DAR ES SALAAM, Feb 3 (Reuters) - Tanzania signed a deal worth $1.215 billion with a consortium of Turkish and Portuguese companies on Friday to construct a 300-kilometre railway line, part of plans by the east African country to boost trade with its land-locked neighbours.
In total, Tanzania wants to build a 2,561 km standard gauge railway network connecting its main Indian Ocean port of Dar es Salaam to eastern and southern Africa's hinterland.
The port's vast hinterland loops in eastern Democratic Republic of the Congo, Zambia, Rwanda, Burundi and Uganda.
In a statement, state-run railway firm, Reli Assets Holding Company Ltd (RAHCO), said it had signed an agreement with a joint venture of Turkish firm Yapi Merkezi and Portugal's Mota-Engil Engenharia e Construção África, S.A.
The firm said construction of the railway line would start next month and take 30 months to be completed.
It did not give details on how the infrastructure project would be financed but last July Tanzania said it had secured a $7.6 billion loan from China's Export-Import Bank (Exim) to build part of the new railway network.

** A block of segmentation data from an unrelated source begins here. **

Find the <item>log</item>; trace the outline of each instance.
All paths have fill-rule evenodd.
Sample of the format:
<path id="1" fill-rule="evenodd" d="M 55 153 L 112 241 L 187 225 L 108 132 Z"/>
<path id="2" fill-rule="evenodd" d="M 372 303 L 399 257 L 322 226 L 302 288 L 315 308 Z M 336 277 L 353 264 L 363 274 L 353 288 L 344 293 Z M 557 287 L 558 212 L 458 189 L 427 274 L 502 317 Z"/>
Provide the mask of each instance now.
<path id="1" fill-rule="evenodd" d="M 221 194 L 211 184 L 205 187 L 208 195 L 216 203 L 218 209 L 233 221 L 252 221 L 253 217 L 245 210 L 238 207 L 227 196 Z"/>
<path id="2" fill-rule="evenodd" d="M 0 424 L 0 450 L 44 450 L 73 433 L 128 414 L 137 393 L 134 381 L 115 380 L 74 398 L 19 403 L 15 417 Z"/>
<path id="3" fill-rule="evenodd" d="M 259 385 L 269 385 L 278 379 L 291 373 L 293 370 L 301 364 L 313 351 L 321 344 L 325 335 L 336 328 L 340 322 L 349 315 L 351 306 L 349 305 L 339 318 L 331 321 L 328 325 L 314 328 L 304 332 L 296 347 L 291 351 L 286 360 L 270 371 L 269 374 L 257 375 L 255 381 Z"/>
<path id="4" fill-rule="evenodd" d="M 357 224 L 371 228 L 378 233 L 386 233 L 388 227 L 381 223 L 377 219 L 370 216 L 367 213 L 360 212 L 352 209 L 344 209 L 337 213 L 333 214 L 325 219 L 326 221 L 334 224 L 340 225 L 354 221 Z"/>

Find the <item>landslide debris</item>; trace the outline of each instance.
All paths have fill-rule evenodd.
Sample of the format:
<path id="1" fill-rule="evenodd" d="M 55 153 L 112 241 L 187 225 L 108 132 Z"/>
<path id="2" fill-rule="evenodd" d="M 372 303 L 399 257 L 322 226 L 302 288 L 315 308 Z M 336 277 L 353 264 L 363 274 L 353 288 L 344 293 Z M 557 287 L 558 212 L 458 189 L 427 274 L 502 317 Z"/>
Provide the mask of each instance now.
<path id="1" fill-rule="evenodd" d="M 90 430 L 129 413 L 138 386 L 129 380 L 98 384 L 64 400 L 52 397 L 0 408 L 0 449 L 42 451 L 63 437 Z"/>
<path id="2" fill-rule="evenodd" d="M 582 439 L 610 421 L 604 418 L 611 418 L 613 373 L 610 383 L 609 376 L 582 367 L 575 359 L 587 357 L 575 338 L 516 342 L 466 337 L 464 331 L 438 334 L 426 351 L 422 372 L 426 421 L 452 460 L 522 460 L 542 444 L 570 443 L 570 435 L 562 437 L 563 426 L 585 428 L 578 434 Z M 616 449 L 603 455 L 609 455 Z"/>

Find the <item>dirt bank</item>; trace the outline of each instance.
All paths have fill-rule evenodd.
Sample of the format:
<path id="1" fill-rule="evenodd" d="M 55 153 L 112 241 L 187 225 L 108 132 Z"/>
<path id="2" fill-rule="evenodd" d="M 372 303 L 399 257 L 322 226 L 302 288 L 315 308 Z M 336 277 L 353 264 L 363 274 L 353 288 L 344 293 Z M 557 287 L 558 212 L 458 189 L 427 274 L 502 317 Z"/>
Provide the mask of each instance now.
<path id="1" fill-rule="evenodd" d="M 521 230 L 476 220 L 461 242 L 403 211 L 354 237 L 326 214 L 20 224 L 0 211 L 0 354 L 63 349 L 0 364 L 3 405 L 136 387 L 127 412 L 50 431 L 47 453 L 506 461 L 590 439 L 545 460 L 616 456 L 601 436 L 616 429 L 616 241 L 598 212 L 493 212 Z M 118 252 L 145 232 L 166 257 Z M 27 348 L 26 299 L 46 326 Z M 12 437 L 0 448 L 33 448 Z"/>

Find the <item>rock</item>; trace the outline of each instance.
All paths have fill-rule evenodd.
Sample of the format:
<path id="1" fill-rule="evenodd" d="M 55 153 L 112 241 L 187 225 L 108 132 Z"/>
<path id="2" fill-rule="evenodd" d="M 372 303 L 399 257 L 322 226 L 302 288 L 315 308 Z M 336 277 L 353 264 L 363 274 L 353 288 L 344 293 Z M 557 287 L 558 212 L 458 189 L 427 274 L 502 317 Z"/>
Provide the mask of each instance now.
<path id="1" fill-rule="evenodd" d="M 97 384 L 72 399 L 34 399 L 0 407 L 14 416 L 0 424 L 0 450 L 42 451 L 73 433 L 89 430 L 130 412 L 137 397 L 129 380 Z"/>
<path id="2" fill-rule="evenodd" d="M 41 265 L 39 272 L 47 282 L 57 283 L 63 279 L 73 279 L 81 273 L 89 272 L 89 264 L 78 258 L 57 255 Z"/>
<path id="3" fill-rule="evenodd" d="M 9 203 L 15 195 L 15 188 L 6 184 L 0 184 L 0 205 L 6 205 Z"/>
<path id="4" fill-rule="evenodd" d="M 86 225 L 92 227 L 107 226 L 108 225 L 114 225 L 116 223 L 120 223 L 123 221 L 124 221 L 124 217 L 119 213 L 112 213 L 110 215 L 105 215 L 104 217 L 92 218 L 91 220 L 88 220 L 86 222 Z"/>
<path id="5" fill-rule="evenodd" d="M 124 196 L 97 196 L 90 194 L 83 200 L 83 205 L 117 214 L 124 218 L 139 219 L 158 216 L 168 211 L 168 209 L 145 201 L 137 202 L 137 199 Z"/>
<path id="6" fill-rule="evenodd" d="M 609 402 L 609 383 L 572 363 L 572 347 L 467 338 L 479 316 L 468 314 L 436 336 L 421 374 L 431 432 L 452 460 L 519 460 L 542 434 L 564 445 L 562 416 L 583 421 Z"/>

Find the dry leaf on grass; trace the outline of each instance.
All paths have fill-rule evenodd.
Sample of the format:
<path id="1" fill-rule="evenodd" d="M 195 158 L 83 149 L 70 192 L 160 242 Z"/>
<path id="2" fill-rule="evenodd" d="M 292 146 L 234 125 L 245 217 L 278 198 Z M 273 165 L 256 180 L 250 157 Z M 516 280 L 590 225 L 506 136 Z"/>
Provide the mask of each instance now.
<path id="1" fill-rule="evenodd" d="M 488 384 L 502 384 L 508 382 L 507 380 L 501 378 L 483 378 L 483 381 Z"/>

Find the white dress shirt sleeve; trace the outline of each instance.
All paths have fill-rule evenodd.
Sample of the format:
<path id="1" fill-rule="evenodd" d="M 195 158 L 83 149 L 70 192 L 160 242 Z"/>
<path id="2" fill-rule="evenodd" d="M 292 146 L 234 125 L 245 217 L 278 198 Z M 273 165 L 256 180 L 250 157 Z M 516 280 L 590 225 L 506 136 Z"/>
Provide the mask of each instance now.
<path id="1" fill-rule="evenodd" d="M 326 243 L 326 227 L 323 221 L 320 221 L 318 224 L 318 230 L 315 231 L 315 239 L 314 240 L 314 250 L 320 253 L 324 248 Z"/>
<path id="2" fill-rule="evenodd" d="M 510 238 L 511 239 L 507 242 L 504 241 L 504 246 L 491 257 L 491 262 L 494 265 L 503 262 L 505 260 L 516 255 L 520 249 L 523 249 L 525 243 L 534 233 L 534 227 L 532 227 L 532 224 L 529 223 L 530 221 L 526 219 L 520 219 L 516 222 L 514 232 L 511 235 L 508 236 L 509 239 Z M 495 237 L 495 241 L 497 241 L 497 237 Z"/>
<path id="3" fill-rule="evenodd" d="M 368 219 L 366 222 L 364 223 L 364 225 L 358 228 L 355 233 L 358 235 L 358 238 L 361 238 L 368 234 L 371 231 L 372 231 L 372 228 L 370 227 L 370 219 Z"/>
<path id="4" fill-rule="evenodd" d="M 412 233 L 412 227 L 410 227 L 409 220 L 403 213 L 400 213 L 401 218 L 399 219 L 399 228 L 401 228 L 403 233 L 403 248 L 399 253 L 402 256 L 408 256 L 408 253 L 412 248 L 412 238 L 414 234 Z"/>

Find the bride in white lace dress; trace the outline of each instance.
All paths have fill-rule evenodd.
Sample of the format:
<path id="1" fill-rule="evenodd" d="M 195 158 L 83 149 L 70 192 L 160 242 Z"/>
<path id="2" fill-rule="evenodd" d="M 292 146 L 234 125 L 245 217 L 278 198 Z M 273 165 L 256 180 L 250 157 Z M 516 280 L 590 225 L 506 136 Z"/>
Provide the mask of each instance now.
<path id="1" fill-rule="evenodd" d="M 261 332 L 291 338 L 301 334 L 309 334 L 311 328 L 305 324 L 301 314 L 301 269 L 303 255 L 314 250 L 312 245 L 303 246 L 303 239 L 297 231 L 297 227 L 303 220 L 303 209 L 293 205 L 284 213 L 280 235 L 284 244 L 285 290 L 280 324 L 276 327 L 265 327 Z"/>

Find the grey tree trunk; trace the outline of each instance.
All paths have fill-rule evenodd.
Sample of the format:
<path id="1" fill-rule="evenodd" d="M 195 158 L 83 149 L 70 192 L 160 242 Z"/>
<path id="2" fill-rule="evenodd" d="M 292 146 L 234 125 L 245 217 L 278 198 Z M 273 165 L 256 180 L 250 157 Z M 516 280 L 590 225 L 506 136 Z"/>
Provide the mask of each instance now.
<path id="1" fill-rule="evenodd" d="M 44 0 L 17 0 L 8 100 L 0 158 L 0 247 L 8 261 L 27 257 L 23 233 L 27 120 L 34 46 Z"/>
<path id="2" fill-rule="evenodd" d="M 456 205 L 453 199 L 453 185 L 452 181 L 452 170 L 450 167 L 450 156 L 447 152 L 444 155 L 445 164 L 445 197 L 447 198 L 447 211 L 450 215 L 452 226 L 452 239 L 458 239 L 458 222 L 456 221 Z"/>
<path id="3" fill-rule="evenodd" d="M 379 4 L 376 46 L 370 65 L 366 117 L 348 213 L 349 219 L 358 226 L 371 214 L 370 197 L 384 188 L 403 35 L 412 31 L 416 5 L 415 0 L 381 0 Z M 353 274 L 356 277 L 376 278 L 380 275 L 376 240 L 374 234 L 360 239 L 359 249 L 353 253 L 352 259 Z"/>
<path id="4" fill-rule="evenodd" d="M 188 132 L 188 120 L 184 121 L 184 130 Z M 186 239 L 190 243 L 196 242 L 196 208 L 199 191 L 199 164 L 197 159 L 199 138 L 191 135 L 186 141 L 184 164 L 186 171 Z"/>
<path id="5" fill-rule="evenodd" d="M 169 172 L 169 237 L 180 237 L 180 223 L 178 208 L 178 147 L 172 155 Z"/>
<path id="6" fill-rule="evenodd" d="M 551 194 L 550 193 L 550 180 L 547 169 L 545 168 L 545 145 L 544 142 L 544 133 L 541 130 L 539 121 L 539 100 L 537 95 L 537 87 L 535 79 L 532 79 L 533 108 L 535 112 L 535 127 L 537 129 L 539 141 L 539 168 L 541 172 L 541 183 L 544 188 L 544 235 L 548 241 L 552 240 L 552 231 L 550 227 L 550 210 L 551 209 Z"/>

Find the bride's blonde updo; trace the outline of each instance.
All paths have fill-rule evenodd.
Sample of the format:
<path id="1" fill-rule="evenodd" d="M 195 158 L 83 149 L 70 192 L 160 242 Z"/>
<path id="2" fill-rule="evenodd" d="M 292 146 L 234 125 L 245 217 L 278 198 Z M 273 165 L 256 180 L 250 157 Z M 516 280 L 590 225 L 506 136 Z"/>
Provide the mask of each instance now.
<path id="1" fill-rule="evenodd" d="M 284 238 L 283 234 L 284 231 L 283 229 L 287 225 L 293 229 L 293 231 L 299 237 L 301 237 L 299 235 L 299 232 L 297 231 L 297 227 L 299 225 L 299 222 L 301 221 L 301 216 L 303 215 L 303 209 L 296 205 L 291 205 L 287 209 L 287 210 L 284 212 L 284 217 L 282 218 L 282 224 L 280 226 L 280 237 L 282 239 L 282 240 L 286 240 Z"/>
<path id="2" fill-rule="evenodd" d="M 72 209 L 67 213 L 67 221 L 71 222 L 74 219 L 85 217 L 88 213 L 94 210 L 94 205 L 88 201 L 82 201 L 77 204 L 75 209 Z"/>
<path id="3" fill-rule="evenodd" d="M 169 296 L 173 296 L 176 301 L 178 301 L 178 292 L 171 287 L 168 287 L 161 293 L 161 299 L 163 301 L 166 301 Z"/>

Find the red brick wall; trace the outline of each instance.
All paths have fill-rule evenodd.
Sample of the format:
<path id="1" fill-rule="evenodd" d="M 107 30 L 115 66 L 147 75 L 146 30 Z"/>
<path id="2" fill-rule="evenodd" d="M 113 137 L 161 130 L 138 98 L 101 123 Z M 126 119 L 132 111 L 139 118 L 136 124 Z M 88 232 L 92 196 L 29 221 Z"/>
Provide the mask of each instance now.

Tanzanian government officials said 40 foreign companies had initially expressed interest in the project, but only the Turkish-Portuguese consortium submitted a bid and was picked.
RAHCO said winners of bids for four other tenders for construction of additional standard gauge railway lines covering about 1,000 km would be announced in April.
Last month Tanzania also asked for a loan from state-owned Export Credit Bank of Turkey (Eximbank) to help finance a 400 km stretch of new railway.
President John Magufuli made the funding request to visiting Turkish President Tayyip Erdogan during talks in Dar es Salaam.
In recent years Turkey has sought to deepen trade ties with Africa and moved to expand influence on a continent where China and more traditional donors such as Britain, France and the European Union have a strong presence.